2.4 KiB
Self-Reflection Quality Gate
After completing analysis, internally score the output across domain-relevant categories (1–10 scale).
Scoring Rules
- Pass: All categories ≥ 8
- Fail: Any score < 8 → revisit the failing dimension before delivering output. Max 2 rework iterations.
- If unresolvable after 2 iterations: Deliver output with an explicit confidence note stating which dimension fell short and why.
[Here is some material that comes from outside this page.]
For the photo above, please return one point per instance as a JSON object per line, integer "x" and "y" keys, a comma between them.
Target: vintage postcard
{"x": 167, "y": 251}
Base Categories (All Agents)
| Category | Question | Threshold |
|---|---|---|
| Completeness | Were all required phases/categories evaluated with evidence? | ≥ 8 |
| Accuracy | Are findings backed by concrete references (code, architecture, CVEs), not speculation? | ≥ 8 |
| Actionability | Does every Critical/High finding have a specific, implementable fix or mitigation? | ≥ 8 |
| Consistency | Are severity ratings, mappings, and verdicts internally consistent? | ≥ 8 |
| Coverage | Were all entry points, trust boundaries, modules, or manifests identified and analyzed? | ≥ 8 |
Domain-Specific Extensions
Multi-tool Pipeline — add:
| Deduplication | Are cross-tool duplicates properly merged with corroboration notes? | ≥ 8 |
Code Quality (SonarQube-style) — adapt Completeness to:
| Completeness | Were all issue types (Bugs, Vulnerabilities, Hotspots, Smells, Duplication) evaluated? | ≥ 8 |
SAST/SCA — adapt Coverage to:
| Coverage | Were all entry points taint-traced and all dependency manifests audited? | ≥ 8 |
STRIDE Threat Modeling — adapt Completeness to:
| Completeness | Were all six STRIDE categories evaluated for every trust boundary and data flow? | ≥ 8 |
STRIDE-LM — adapt Completeness and Coverage to:
| Completeness | Were all seven STRIDE-LM categories evaluated for every asset and trust boundary? | ≥ 8 | | Coverage | Were all lateral movement paths, trust boundaries, and post-exploitation chains assessed? | ≥ 8 |
Code Review — adapt Coverage to:
| Coverage | Were all entry points, trust boundaries, and data flows traced from source to sink? | ≥ 8 |